The potential consequences for research of the GMC’s judgement are that:

doctors will revert to a referral process for patients of unexplained
symptoms which could impede research into much needed new treatments
medical scientists will avoid researching autism, related bowel diseases and
especially vaccine safety, for fear they will be treated like the three
doctors and endanger their careers
independent research into vaccines could become a no-go area in medical
science, apart from research undertaken or sponsored by commercially-driven
pharmaceutical manufacturers and government. Parents considering vaccinating
their children would, more than ever before, have only official product
information to rely on with no access to independent advice

Conflict of interest

The GMC argued that Wakefield should have disclosed a conflict of interest
in that he was also receiving money from the LAB to research the role of the
MMR in the onset of autism and bowel disease in 1500 sick and disabled
children claiming damages against three manufacturers for injuries allegedly
caused by the MMR. The GMC used a third party test, whereby conflict of
interest rests on what other people would perceive as a conflict, so that
Wakefield 'had a duty to disclose to the Editor of the Lancet any
disclosable interest including matters which could legitimately give rise to
a perception that [he] had a conflict of interest' (p.44), claiming that
this understanding of conflict of interest prevailed in the scientific
community in 1997. The GMC failed to report the Lancet's guidelines that:
'The conflict of interest test is a simple one.
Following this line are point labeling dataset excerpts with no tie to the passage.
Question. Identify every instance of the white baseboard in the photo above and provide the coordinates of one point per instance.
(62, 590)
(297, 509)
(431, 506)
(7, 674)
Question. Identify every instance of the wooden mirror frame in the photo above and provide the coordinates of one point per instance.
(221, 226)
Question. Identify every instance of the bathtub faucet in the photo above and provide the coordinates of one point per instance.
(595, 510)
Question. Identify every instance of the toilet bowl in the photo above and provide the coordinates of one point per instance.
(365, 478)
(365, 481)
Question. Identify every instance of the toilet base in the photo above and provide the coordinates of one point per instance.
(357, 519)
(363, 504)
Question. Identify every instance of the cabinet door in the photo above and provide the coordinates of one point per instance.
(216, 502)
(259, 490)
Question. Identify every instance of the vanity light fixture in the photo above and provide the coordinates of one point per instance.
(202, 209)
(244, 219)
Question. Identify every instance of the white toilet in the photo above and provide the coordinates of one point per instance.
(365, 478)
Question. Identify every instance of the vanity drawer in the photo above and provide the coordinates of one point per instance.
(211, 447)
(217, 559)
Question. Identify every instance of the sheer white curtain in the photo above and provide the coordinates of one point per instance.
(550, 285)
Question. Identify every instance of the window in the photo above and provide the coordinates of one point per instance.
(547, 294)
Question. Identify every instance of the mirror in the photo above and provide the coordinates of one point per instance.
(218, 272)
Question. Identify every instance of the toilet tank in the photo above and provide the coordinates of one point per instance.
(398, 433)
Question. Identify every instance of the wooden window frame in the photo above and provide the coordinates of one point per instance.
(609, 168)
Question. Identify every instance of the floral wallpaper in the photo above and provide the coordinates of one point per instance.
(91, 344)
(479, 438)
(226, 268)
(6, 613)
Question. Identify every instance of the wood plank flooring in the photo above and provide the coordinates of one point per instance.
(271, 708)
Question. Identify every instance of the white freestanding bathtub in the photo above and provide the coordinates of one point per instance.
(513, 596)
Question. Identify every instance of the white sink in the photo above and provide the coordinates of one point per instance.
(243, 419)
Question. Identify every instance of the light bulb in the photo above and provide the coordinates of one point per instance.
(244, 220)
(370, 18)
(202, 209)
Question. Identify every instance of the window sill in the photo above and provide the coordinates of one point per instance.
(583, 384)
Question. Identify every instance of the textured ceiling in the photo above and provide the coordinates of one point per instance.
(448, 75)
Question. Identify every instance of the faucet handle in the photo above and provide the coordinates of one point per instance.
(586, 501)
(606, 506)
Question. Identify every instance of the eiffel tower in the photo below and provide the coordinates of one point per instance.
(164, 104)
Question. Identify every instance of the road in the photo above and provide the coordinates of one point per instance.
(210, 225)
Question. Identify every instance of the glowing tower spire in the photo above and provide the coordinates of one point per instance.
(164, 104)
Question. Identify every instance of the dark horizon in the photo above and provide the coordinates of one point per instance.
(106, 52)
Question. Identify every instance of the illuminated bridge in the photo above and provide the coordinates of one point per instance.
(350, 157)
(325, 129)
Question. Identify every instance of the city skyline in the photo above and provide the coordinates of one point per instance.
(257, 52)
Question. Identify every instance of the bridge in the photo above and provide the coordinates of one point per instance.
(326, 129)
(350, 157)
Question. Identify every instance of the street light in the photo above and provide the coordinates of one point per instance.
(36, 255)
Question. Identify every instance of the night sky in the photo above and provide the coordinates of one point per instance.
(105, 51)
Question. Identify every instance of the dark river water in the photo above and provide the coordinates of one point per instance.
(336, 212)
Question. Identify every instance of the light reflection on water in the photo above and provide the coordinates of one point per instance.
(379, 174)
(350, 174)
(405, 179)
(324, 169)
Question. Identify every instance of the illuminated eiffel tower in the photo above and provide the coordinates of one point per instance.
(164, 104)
Is there anything . . . that
would embarrass you if it were to emerge after publication and you had not
declared it?'.6 Here a subjective test rather than third party test is used
which places the onus on the author(s) to judge if they would be embarrassed
were a conflict of interests to emerge.

If approval 162-95 had prevailed, the Lancet paper would have been seen as a
descriptive case series, as the authors contended, entirely different from a
legal aid funded study seeking to establish if a causal link exists between
the MMR and autism/bowel disease.

Whilst the GMC has made much of the ethical failings of Dr Wakefield, which
in their view would support a case for serious professional misconduct
against him, no acknowledgement is given to the fact that in the case of Dr
Wakefield, his legal aid funded study was done in support of litigation for
severally sick and disabled children. From the GMC's point of view there is
no difference between conflict of interest in this case and conflict where
doctors fail to disclose funding sources from profit-making bodies such as
pharmaceutical companies or fail to disclose that an academic publication is
part of a programme in support of the development of commercial products.
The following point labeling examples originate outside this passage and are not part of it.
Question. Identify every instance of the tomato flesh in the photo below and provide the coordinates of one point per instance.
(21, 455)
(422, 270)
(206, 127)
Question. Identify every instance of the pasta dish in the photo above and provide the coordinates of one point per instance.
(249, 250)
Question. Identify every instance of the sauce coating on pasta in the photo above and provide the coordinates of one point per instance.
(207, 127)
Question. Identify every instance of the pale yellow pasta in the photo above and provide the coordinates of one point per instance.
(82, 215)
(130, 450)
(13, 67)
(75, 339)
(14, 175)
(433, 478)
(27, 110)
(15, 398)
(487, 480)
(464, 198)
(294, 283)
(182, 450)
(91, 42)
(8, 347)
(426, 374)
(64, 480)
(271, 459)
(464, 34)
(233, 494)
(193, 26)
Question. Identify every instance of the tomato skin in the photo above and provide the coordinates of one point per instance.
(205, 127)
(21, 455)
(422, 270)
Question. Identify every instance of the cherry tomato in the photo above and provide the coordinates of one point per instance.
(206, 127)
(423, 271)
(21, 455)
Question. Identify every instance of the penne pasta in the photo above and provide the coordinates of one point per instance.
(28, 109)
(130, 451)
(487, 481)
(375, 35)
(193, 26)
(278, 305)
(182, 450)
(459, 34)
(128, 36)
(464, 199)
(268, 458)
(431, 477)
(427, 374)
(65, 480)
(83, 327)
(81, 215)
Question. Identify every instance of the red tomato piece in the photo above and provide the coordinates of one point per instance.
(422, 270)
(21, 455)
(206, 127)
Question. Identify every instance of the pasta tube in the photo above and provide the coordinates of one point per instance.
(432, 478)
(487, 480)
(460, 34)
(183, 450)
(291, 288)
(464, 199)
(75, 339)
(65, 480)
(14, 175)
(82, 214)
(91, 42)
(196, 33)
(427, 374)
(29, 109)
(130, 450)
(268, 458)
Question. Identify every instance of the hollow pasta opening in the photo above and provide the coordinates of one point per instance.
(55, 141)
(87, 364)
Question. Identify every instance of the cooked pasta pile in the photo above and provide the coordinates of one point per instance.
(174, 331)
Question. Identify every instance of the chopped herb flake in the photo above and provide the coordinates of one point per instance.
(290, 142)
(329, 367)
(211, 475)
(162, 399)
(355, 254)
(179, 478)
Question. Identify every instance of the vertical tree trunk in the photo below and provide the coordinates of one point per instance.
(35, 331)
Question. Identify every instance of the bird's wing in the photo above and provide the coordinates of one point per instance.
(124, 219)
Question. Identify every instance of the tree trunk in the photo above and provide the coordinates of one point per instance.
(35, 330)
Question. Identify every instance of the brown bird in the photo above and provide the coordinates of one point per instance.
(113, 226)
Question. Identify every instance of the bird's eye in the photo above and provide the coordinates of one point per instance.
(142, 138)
Conclusion: ethics and ideology

That the panel reduced a complex multitude of facts to a core set of facts
that accorded with 172-96, in the longest and most complex GMC hearing ever,
should have caused alarm bells to ring. This reduction alone should signal
that the process of reaching conclusions was driven by an ideological agenda
which rendered complexity a choice between two ways of ordering the facts,
namely between ethical approvals 162-95 and 172-96. For the defence, 162-95
appealed to the panel’s understanding of how researchers conducted a small
case series which reported findings of an association between autism and
bowel disease; and for the GMC prosecution and panel, 172-96 appealed to an
ethical argument that simplified complexity into pre-digested and highly
selective findings of fact. The reliance on the 1996 ethical approval as the
exclusive means of framing the facts points to the presence of an
ideological agenda in the hands of the GMC, prosecution and panel, and shows
how in the end the 3 doctors were framed according to this agenda.
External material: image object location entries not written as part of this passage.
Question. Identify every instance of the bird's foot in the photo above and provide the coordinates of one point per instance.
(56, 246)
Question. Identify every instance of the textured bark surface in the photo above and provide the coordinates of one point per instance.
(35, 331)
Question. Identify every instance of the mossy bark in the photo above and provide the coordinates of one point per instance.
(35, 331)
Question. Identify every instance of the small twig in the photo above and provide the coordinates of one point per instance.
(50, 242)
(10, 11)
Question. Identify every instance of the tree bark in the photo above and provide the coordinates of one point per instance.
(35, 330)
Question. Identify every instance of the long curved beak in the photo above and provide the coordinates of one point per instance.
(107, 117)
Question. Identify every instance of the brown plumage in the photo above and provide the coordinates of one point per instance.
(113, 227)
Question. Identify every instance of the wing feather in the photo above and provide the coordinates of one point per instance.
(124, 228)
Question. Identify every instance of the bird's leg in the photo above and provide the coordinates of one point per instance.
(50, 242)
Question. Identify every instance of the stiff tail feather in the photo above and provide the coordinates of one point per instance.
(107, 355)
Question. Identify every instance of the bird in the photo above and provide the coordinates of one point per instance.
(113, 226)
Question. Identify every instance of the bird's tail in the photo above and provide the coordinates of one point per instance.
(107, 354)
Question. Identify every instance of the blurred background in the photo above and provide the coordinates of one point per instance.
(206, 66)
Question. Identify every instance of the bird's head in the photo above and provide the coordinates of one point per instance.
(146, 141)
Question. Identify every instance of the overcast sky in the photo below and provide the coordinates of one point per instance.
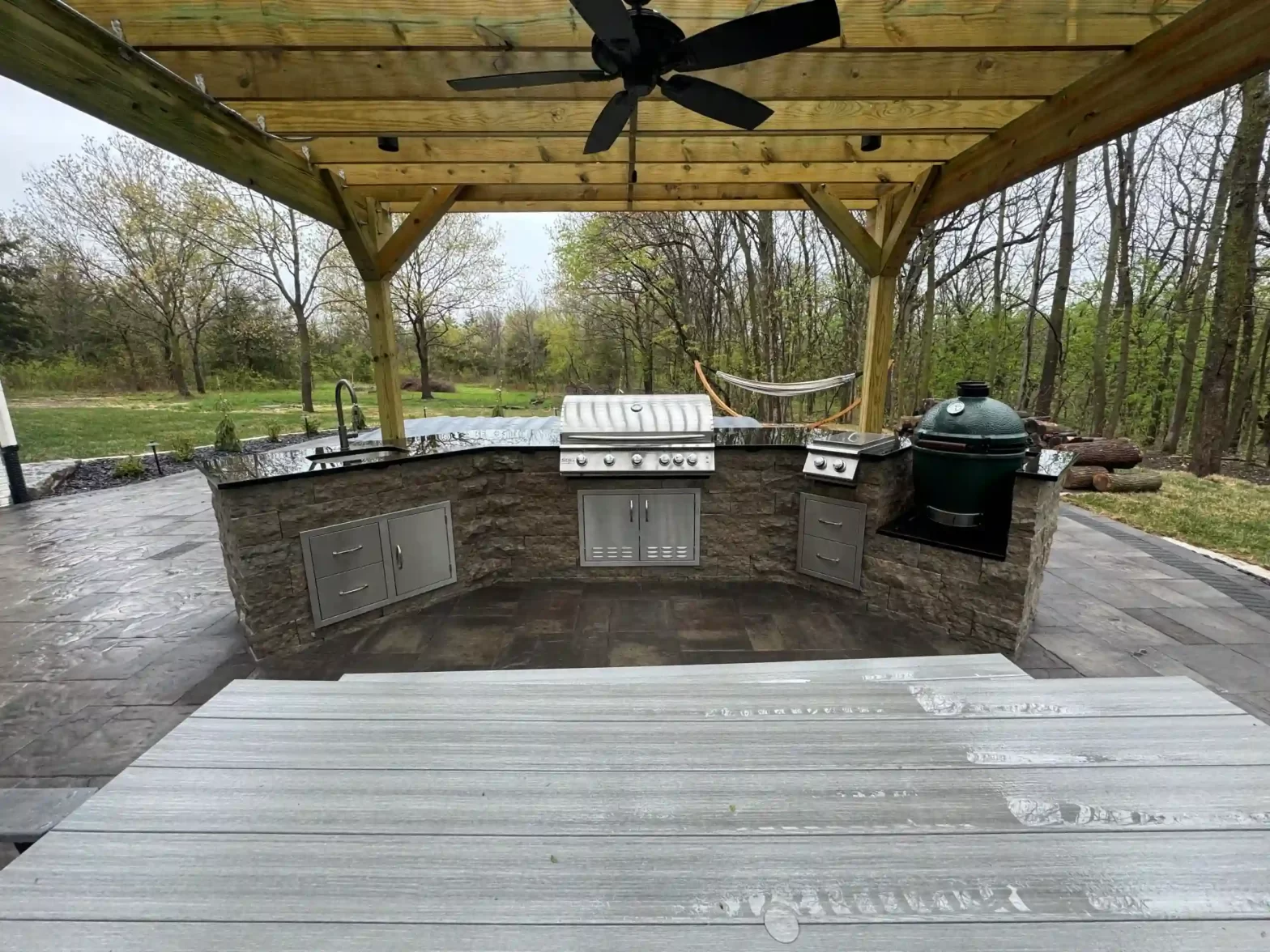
(37, 130)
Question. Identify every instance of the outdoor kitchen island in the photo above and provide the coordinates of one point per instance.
(498, 511)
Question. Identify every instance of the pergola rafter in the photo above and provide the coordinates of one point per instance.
(292, 100)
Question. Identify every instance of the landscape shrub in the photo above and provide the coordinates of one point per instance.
(129, 469)
(226, 435)
(182, 448)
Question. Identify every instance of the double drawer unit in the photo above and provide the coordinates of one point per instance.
(356, 567)
(831, 538)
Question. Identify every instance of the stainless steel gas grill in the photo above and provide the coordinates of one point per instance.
(611, 436)
(834, 457)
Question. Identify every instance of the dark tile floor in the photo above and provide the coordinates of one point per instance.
(116, 623)
(626, 623)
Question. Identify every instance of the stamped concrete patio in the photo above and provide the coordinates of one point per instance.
(116, 623)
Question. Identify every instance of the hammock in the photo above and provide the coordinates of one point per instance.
(786, 390)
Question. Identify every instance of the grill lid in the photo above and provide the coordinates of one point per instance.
(635, 415)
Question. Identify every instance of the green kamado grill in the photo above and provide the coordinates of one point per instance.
(965, 452)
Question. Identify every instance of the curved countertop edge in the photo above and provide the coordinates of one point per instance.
(232, 471)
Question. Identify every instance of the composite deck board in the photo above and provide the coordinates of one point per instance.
(371, 937)
(729, 802)
(771, 744)
(833, 672)
(599, 880)
(780, 699)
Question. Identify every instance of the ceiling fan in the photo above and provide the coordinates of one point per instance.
(641, 46)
This agenda, like all ideology, points to what the panel expressly denied,
that the hearing was orchestrated by the government, who recommended the
case to the GMC, the GMC and sections of the press, in particular the Sunday
Times journalist Brian Deer who submitted the original complaint and
evidence in 2004, which served as the template for the GMC's preliminary
investigation, the prosecution's case and the panel's conclusions - a
template which they followed to the letter.